We stared at each other for a while, and I texted my dad on my iPod. I'm sure that was a text that no father wants to get from a daughter he knows is in a foreign country: "Hey dad! Can you get on skype? I kind of need some help..." Although it was kind of early in the morning in Ohio, my dad signed on a few minutes later, and I explained our predicament. "Well, that pretty much sucks, kiddo. What should we do?" I gave him my checking account number, and he tried to call the bank to find out what was wrong with my card. Unfortunately for us, his story sounded completely outlandish ("My daughter is stuck in Indonesia without any money and her debit card seems to be frozen. Is there anything you can do?") The customer service rep wouldn't help him since he's not a cosigner on my account, so my dad had to put her on speaker phone so I could talk to her through skype, and we eventually managed to get some money transferred over from my savings account. I said goodbye to my daddy, and Jo and I said a quick prayer before heading back to the ATM. We put in the card and chanted "please, please, please" while I entered all the information. This time, it worked! You can thank 5/3's customer service department, but Jo Ann and I thanked God - thanked God for skype on the iPod touch, thanked God that my parents' dogs had already woken my dad up so he saw our text, thanked God for the kind woman who helped us even though the internet kept cutting out, and thanked God for the card finally working. We withdrew some money and went back to the home stay, grateful and exhausted.

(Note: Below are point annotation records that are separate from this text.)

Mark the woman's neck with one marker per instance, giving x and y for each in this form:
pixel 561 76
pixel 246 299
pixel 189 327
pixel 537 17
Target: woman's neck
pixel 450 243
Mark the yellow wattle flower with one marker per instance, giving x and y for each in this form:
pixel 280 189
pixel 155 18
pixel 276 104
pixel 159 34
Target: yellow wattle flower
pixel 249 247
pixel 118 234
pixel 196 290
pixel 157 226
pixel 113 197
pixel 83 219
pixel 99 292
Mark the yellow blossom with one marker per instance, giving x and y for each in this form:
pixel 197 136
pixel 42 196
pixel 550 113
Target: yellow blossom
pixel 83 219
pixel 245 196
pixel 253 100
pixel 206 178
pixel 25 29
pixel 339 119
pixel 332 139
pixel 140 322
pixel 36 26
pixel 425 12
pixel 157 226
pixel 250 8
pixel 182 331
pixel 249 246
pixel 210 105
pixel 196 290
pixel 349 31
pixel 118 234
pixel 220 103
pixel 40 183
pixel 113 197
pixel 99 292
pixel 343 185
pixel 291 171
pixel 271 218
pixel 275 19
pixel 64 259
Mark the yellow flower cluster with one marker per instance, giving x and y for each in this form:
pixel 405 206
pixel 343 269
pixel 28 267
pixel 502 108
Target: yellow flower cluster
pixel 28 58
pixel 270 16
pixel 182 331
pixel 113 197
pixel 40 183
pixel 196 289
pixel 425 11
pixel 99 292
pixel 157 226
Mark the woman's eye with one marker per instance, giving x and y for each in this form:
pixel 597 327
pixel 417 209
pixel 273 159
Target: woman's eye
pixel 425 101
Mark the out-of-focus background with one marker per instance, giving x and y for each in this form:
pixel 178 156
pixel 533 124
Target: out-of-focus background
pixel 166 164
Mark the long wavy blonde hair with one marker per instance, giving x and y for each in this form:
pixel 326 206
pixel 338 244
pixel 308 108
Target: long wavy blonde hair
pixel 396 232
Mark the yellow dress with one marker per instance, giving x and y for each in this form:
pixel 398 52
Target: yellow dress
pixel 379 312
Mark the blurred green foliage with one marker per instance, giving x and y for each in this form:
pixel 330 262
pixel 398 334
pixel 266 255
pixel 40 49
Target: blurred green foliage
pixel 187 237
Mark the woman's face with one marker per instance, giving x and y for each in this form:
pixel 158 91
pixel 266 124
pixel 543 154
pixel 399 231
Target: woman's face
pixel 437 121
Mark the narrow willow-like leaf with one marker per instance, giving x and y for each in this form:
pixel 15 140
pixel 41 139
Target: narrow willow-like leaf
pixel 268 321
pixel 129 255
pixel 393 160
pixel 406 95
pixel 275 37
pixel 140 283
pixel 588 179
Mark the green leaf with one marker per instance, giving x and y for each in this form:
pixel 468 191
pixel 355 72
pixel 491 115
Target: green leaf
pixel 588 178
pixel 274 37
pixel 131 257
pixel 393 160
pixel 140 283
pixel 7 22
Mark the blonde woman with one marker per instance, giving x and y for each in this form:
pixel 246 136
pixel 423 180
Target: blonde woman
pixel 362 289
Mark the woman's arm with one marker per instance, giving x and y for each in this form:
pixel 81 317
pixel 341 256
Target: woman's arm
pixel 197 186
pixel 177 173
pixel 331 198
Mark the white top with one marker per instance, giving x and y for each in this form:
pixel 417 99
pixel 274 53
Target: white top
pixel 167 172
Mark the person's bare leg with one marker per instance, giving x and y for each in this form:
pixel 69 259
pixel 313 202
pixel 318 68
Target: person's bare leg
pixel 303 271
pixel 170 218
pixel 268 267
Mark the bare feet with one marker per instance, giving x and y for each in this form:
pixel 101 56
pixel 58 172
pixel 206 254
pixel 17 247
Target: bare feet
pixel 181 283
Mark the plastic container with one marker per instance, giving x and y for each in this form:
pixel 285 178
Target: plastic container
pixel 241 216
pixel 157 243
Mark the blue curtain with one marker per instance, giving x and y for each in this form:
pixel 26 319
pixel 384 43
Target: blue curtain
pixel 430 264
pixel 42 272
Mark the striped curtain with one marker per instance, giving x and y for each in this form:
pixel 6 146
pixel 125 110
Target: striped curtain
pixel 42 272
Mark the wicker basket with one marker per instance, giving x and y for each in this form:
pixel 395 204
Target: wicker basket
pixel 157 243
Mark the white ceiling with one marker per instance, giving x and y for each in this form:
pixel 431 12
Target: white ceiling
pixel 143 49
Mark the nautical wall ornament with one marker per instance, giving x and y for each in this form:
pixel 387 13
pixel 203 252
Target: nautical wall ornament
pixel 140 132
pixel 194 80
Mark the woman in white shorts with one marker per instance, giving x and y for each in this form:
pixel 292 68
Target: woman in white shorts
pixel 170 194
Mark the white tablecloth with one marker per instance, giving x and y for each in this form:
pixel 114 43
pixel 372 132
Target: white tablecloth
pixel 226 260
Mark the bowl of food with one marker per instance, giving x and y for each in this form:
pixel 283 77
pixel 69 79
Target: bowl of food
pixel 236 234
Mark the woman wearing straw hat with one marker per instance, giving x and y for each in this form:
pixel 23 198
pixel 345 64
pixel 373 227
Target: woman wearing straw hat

This is a really long post, and I applaud you if you made it all the way to the end. :) Until next time...


  1. Wow! That sounds like so much fun (minus the money drama because that's NEVER fun). I'm glad you made it back to Korea safely. Be sure to keep up on The Bachelor. There is a girl with fangs...

    I have no words.

  2. Hey, this is Aunt MJ. As I'm typing it occurs to me that I've only ever responded to a blog once before. For Sara. So I don't know if this will actually work. I realize I haven't spoken by blog, email or in any form, to you since you left. Call it my insecurities of talking to anyone in your family, at all, since the Nov 2009 horribleness (for lack of a better thing to call it) but I just wanted to say, you impress me! Your stories are FUNNY! What an amazing experience you are having. You are growing and maturing by leaps and bounds. I can only imagine how much it sucks to be away for so long! Sometimes it takes a huge life change, experience to figure out who we really are and what direction we should take in this life. You're finding it! Good for you! When you get back you can add "don't want to live in Korea" to your life list of Do Not's. I will NEVER get the image of the underwear reference to living there out of my head. But OMG was that hysterical! It takes an amazing amount of courage to stay there everyday, do your job and keep your sense of humor! Pat yourself on the back for me. Good job Nikki! Stay positive and be encouraged! You get to come back to the USA THIS year! Much love sent across land and sea, Mary Jo

  3. monkeys! I've always wanted to go to Indonesia to hold hands with a monkey. I mean, you see all these pictures of people doing it, so it seems totally normal, but do you actually KNOW someone who has? well, scratch that; hands, sunglasses; same thing. I wish I had lost my sunglasses to a monkey.